I Culted sono band canadese che ha di fatto più di dieci anni di esperienza e con parecchi album rilasciati dal 2009 ad oggi.
Il loro nuovo album esce per Season of mist ed è un’interessante proposta.
Il loro black-death viene assimilato da una formula di doom misto a sonorità industrial; il risultato non è altro che appesantimento del tutto e rendere più opprimente il mood dell’album dal titolo “Nous”.
Nove inediti più una cover dei Godflesh per un totale di più di un’ora di malevoli litanie, il tutto confezionato con certosina cattiveria.
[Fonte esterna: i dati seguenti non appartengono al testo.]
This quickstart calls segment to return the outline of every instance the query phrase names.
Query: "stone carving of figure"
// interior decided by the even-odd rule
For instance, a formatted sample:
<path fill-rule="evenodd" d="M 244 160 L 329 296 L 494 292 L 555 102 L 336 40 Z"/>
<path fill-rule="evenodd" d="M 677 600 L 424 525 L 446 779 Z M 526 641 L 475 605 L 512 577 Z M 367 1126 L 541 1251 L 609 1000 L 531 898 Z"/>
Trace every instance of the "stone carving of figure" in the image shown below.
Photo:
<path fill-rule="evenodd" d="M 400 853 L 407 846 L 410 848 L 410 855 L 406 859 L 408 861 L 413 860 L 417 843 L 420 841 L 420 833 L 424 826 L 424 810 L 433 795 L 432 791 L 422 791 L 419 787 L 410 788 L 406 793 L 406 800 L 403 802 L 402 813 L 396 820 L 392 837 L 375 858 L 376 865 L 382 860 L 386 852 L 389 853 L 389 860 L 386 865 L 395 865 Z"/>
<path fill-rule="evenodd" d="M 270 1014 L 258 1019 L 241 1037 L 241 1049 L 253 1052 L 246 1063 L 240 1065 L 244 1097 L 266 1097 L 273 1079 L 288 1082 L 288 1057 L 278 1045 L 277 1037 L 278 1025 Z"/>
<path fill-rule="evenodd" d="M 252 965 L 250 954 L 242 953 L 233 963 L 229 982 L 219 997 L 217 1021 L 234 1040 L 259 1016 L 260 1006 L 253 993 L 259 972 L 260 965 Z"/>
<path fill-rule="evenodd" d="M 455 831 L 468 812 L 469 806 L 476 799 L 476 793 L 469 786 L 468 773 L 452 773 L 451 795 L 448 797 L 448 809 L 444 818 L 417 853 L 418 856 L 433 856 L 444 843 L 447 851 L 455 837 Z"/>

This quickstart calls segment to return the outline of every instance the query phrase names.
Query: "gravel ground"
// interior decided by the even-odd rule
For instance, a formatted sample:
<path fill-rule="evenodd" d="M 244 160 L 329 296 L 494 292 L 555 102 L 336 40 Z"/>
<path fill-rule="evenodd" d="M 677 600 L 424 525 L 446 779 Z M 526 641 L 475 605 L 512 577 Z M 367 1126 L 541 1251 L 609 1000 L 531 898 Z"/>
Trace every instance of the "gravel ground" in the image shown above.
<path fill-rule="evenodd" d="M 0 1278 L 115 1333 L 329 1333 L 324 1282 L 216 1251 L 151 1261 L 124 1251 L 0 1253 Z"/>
La scelta di utilizzare dei filtri particolari per la voce, dei loops e delle intrusioni di synth da un lato, ribadisco, aumentano il disagio sonoro che la band vuole portare all’ascoltatore; dall’altro potrebbe, per chi non è particolarmente avvezzo, trovare motivo di distacco.
Personalmente gli unici dubbi che mi perplimono sono legati alle scelte di post produzione della batteria, che talvolta risulta leggermente più alta delle chitarre ed un pochino troppo secca; inoltre la voce così filtrata non ha poi un risalto ottimale. Questo sia nelle fasi in cui urla rabbia, che nei momenti in cui usa il pulito, dato che si miscela con le distorsioni degli strumenti a corde e nelle code dei piatti ed a tratti si perde.
Va detto che potrebbe essere un bisogno della band per rendere più opprimente il tutto; ma non è dato sapere per certo, di conseguenza resta una pura elucubrazione personale.
Una cosa che purtroppo salta all’orecchio è che alcuni brani sono troppo lunghi e potevano rendere molto meglio con un minutaggio meno esasperato come quello che abbiamo “vissuto” nell’ascolto, nel contempo possiamo notare che di contro nel momento in cui rientrano in minutaggi “accessibili” o ragionevolmente “accessibili” la band dimostra di avere portentose capacità espressive.
Non a caso il loro tributo ai Godflesh sembra una richiesta di “riconoscimento di paternità” o comunque un voto ai rimandi a cui la band si rifà sotto un certo aspetto, ovviamente con una dilatazione rispetto ai Godflesh piuttosto palese.
Piccolo inciso, per chi conosce i Godflesh, o comunque “Crush my soul”, sappia che è stata così tanto rallentata da avere praticamente il doppio della durata originale e risulta più un brano doom con un loop invasivo.
Personalmente “One last smoke”, “Ankle deep”, “Opiate the hounds”, “Black bird”e “Crown of lies” ono le tracce che potrebbero darvi il senso di ciò che vi ho scritto fino ad ora. Come sempre fate vostro quest’album e decidete quali sono le tracce migliori per voi.
Il lavoro è molto buono, vi sono delle scelte forse un pochino troppo azzardate che disorientano, ma caspita il voler andare oltre il loro passato, il voler rivoluzionare il loro approccio e la loro metodologia è assolutamente da premiare.